In part, yes. I came from the studio team and, as I still think from today’s perspective, we had good taste. We also tried to perform Franklin pieces there. So I came to Lenz with a small suitcase of my own. And, as I said at the beginning, Lenz had a weird arsenal of records, and you could choose one or Lenz suggested pieces to me that he thought I could handle. It was also a very extensive apprenticeship that I had with Lenz.

The first CD of the double album begins with the introduction of some of the most important GDR jazz musicians by Werner “Josh” Sellhorn. With his very personal greeting to a newspaper author who had criticized Klaus Lenz’s long hair as out of date, Manfred Krug delivers beautiful GDR satire – with the remark that he had his hair cut very short. How do you feel about these captured moments of GDR contemporary history from the seventies today?

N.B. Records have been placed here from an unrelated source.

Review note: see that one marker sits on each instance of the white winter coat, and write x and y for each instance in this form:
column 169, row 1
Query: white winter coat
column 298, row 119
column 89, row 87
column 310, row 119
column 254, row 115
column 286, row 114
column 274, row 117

So I feel it is a great deed to release the double CD again from the chest of the past. I had no idea that it would get that far again. And of course we knew our Manfred in the GDR, who always tended to joke and satire. And to that extent we have invented a satire of the moment. Moment satire. He was always able to make something satirical out of every comment that came from the audience and didn’t have to impose that on himself like our comedians now, who then prepare. At Krug it was always very lively and live. Live satire, that’s what I would call it. He was able to do that to the end.

The interview was conducted by Stefan Blattner for MDR KULTUR.